He’ll be starring alongside Alison Steadman, known for her work in Mike Leigh’s Life Is Sweet, and seemingly half of all of British television. The two are re-teaming after having appeared together as a married couple 31 years ago, in Clockwise, and in this new series they’ll be playing, per BBC, “old flames” who’ve “rekindled [their] romance.” Their characters decide to get married and leave the country, but their plans for the perfect life are stymied when Steadman’s 50-year-old son moves in with them.

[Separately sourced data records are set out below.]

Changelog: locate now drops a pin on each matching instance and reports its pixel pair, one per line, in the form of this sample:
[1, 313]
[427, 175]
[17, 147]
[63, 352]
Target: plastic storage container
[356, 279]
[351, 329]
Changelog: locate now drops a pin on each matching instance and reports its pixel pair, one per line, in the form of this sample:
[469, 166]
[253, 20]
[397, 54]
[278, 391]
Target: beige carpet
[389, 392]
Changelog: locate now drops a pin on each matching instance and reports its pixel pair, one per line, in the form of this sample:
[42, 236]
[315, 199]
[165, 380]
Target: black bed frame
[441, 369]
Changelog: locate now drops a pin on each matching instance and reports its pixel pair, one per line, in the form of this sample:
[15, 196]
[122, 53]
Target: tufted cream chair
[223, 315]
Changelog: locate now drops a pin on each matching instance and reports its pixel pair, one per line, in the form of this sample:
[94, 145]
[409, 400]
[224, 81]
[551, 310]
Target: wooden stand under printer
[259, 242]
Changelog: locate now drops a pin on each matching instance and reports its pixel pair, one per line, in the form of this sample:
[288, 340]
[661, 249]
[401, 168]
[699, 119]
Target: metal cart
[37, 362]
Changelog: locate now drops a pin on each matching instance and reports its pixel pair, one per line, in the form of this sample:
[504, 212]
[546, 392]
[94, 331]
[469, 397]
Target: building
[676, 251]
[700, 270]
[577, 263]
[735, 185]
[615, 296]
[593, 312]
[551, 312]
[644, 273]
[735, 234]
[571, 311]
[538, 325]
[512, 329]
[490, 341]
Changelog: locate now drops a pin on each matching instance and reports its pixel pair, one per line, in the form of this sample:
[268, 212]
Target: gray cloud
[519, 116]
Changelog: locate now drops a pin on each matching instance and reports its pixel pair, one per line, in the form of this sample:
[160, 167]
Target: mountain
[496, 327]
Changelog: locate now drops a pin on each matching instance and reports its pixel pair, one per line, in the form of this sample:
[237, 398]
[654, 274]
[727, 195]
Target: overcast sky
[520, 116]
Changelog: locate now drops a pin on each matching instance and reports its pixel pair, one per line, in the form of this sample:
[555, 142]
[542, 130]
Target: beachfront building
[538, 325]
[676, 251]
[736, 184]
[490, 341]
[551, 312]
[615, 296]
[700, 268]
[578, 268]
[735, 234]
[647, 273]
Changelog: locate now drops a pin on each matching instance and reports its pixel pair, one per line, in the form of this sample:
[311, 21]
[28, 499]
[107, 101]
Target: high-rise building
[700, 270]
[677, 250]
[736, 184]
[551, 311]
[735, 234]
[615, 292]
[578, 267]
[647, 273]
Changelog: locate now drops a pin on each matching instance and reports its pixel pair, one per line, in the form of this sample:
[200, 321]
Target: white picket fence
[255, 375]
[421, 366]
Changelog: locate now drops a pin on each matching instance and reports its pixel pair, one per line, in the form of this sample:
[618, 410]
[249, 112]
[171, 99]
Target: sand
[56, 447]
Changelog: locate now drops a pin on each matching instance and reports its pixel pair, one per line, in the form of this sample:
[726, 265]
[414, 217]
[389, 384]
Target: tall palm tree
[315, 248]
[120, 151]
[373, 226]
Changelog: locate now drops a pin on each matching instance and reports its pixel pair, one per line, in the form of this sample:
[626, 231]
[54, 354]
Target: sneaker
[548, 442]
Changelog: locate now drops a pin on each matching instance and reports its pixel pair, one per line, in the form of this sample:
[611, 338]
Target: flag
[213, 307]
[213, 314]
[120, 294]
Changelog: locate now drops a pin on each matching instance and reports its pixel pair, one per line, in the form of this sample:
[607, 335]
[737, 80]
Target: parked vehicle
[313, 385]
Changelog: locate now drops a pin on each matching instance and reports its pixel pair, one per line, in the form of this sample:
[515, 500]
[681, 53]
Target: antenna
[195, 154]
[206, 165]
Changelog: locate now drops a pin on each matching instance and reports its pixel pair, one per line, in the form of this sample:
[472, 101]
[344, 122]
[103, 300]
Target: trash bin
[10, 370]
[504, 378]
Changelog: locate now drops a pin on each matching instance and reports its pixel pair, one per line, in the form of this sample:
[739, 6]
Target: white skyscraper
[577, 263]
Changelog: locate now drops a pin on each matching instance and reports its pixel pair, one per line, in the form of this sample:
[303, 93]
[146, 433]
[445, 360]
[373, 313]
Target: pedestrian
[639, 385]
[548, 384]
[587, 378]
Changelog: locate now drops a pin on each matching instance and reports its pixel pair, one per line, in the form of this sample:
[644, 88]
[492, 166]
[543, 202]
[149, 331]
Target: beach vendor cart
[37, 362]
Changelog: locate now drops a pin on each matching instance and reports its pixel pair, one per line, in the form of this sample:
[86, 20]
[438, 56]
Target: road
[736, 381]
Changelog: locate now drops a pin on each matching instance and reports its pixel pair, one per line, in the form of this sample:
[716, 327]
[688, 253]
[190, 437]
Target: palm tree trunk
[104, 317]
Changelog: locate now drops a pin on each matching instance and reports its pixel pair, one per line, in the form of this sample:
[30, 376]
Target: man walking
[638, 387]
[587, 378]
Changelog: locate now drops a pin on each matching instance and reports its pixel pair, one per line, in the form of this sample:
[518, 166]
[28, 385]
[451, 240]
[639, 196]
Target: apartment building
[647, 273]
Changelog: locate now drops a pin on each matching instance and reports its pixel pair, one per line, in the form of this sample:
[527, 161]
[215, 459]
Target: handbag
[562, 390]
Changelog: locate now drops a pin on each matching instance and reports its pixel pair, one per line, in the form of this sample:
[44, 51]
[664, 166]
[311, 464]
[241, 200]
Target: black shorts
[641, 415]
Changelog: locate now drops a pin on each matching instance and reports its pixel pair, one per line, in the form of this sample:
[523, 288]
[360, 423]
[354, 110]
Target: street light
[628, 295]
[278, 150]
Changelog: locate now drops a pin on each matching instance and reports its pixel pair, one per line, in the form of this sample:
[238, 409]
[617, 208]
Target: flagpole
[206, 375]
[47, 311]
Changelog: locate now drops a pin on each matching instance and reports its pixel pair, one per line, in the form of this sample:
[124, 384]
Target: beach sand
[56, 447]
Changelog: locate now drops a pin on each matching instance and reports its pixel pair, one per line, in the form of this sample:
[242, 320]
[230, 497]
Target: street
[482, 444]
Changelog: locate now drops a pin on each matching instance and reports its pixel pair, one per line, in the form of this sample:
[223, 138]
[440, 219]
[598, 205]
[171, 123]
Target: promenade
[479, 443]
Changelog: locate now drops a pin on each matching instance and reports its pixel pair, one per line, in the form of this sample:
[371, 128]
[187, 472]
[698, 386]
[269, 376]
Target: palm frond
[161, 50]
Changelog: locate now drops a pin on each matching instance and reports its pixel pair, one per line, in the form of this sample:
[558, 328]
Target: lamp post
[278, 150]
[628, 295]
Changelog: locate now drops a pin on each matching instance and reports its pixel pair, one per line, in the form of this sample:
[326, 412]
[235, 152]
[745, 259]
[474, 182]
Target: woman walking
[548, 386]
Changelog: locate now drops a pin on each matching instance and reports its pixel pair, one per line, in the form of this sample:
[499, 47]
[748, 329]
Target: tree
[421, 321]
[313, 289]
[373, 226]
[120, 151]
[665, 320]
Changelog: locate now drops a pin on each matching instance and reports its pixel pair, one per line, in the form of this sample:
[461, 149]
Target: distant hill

Edith hails from Charles McKeown — which is reason alone to keep an eye out for it. McKeown co-wrote Brazil alongside Tom Stoppard and Terry Gilliam (and has collaborated with Gilliam numerous times since — he also co-wrote The Adventures of Baron Munchausen and the other, lesser Gilliam movie whose title sounds exactly the same.) Cleese told BBC, “[McKeown’s] are the most enjoyable scripts I’ve been sent in the last 100 years.”

Cleese had not long ago proclaimed that he’d never work with BBC again. He said in an interview with the magazine Shortlist in 2015, “There’s no way I want to work in TV, especially at the BBC. I have a nasty feeling a large proportion of the commissioning editors have no idea what they’re doing.”

But now a certain comedy commissioner at BBC is excited about Cleese’s return to the network. The Guardian quotes BBC’s Shane Allen as saying, “It’s also a huge pleasure to welcome John Cleese back to the land of BBC sitcom — his last one did all right.”

Prior to Fawlty Towers, Cleese was of course one of the ensemble members in the BBC sketch comedy show, Monty Python’s Flying Circus.